Abstract: The turnstile continual release model of differential privacy captures scenarios where a privacy-preserving real-time analysis is sought for a dataset evolving through additions and deletions. In typical applications of real-time data analysis, both the length of the stream T and the size of the universe |U| from which data come can be extremely large. This motivates the study of private algorithms in the turnstile setting using space sublinear in both T and |U|. In this paper, we give the first sublinear space differentially private algorithms for the fundamental problem of counting distinct elements in the turnstile streaming model. Our algorithm achieves, on arbitrary streams, O(T^{1/3}) space and additive error, and a (1+\eta)-relative approximation for all \eta \in (0,1). Our result significantly improves upon the space requirements of the state-of-the-art algorithms for this problem, which is linear, approaching the known Omega(T^{1/4}) additive error lower bound for arbitrary streams. Moreover, when a bound W on the number of times an item appears in the stream is known, our algorithm provides O(\sqrt{W}) additive error, using O(\sqrt{W}) space. This additive error asymptotically matches that of prior work which required linear space. Our results address an open question about designing low-memory mechanisms for this problem. We complement these results with a space lower bound, which shows that any algorithm that uses similar techniques must use space Omega(T^{1/3}) on arbitrary streams.
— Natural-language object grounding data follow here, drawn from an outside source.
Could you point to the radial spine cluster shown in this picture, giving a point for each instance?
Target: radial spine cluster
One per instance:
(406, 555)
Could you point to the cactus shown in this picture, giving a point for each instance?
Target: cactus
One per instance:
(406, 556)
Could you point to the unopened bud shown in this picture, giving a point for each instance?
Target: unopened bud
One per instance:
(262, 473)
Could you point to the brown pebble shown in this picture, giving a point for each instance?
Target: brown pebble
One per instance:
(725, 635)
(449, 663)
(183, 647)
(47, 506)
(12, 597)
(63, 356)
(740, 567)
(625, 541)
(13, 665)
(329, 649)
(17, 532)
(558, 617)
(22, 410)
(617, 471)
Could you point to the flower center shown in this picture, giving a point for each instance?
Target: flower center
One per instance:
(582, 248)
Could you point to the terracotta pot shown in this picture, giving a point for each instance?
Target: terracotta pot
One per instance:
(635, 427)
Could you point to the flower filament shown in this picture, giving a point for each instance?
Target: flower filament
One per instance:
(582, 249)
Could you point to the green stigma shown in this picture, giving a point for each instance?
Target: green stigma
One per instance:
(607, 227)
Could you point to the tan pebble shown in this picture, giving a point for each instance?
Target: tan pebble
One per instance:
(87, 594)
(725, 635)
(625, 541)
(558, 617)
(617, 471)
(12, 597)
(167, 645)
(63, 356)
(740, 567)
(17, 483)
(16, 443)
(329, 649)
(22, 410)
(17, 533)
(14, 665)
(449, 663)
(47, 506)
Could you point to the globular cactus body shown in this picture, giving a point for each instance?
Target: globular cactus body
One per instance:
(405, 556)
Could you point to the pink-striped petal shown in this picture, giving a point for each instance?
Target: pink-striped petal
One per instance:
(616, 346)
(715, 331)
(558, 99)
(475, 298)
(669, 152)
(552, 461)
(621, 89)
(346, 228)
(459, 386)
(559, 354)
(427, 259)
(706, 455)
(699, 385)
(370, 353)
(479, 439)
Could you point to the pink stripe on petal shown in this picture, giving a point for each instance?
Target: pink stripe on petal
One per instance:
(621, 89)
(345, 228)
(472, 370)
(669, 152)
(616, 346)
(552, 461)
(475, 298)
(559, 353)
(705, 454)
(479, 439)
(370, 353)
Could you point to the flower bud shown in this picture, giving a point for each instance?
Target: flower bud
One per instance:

Joint work with Alessandro Epasto, Jieming Mao, Tamalika Mukherjee, Tingting Ou, and Peilin Zhong.
Bio: Dr. Rachel Cummings is an Associate Professor of Industrial Engineering and Operations Research and (by courtesy) Computer Science at Columbia University, where she is also a member of the Data Science Institute and co-chairs the Cybersecurity Research Center. Before joining Columbia, she was an Assistant Professor of Industrial and Systems Engineering and (by courtesy) Computer Science at the Georgia Institute of Technology, and she received her Ph.D. in Computing and Mathematical Sciences from the California Institute of Technology. Her research interests lie primarily in data privacy, with connections to machine learning, algorithmic economics, optimization, statistics, and public policy. Dr. Cummings is the recipient of numerous awards including an NSF CAREER award, a DARPA Young Faculty Award, a DARPA Director’s Fellowship, an Early Career Impact Award, multiple industry research awards, a Provost’s Teaching Award, two doctoral dissertation awards, and Best Paper Awards at DISC 2014, CCS 2021, and SaTML 2023. Dr. Cummings also serves or has served on the U.S. Census Scientific Advisory Committee, the ACM U.S. Technology Policy Committee, the IEEE Standards Association, and the Future of Privacy Forum’s Advisory Board, and was a Fellow at the Center for Democracy & Technology.